Is there a right to terminate a lease based on COVID-19?
Is there a right to terminate a lease early based on COVID-19?
Almost daily my team and I receive calls from Owners and Tenants regarding their lease rights post COVID.
There is no ‘right’ to cancel a lease based on COVID-19 conditions. Most residential leases do not have a force majeure provision. With that assumption, a Tenant is left with the option to attempt to claim “Impossibility” and “Frustration of Purpose”. Both defenses are legal doctrines that can be applied by a court under certain circumstances when there is no force majeure clause in the lease. New York State provides for a defense of Impossibility in certain situations where the performance of the contract is rendered objectively impossible by an event that is truly unforeseen and could not have been guarded against in the contract. Impossibility requires a showing of the complete inability to perform or extreme impracticability of performance while Frustration of Purpose is where performance remains possible but the expected value of the leasehold has been destroyed by an event.
With COVID-19 tenants will likely argue that the force majeure condition of the virus was completely unforeseen by the parties which has caused shelter in place orders and other effects which have made performance by the tenant impossible. In the alternative, tenants could argue that the purpose of the lease is frustrated in that while the tenant technically could perform, the virus has destroyed the value of the leasehold.
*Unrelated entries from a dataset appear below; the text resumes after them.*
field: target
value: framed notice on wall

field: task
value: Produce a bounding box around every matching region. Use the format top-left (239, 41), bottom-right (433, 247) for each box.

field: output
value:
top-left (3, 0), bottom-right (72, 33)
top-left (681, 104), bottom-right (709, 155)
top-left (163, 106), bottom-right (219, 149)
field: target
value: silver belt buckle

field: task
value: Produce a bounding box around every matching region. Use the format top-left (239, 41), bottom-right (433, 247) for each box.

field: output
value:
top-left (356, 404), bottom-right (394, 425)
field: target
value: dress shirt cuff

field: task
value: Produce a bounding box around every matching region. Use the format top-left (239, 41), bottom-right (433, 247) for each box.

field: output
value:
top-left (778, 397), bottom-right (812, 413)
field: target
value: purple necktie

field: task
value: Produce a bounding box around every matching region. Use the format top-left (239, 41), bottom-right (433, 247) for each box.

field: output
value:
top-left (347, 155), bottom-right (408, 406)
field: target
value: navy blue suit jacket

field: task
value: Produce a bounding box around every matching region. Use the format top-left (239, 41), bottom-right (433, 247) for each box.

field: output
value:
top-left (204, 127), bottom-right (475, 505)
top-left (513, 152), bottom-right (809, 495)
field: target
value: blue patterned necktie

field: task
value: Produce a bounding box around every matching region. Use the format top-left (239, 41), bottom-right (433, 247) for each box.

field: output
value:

In Contrast the landlord will likely counter that the lease still has value and the purpose of the lease is not frustrated. It should be pointed out that these defenses were previously applied sparingly and the courts will perform a factual analysis to ascertain whether or not performance is truly impossible or whether or not the value to the premises has been destroyed.
We are in unchartered waters and no one knows what will happen in court. If a tenant vacates, owners cannot sue in housing court and may only resort to Civil or Supreme Court. If the tenants are people of means, then the owners have a greater chance to collect on their damages. Currently, there is a moratorium on new cases. When the courts reopen and if the owner does sue, the Owners damages may be limited by recent regulation under the HSTPA, which places upon the owner a duty to mitigate its damages but the requirements to so comply are not clearly defined in the legislation. As the owner may not simply “do nothing and sue the tenant for the full balance of the lease” this will likely lead to many challenges which will likely be exacerbated post-COVID-19. This is yet another grey area that has resulted from the HSTPA which created uncertainty in terms of litigation and may invite the opportunity for Tenants to take advantage of the already lengthy court process.
In light of the forgoing challenges that a landlord may face when seeking to enforce a lease, we recommend working out a resolution. Understanding the unknown risks of an unfavorable Court determination or being stuck in costly and protracted litigation may help Owners make better informed decisions.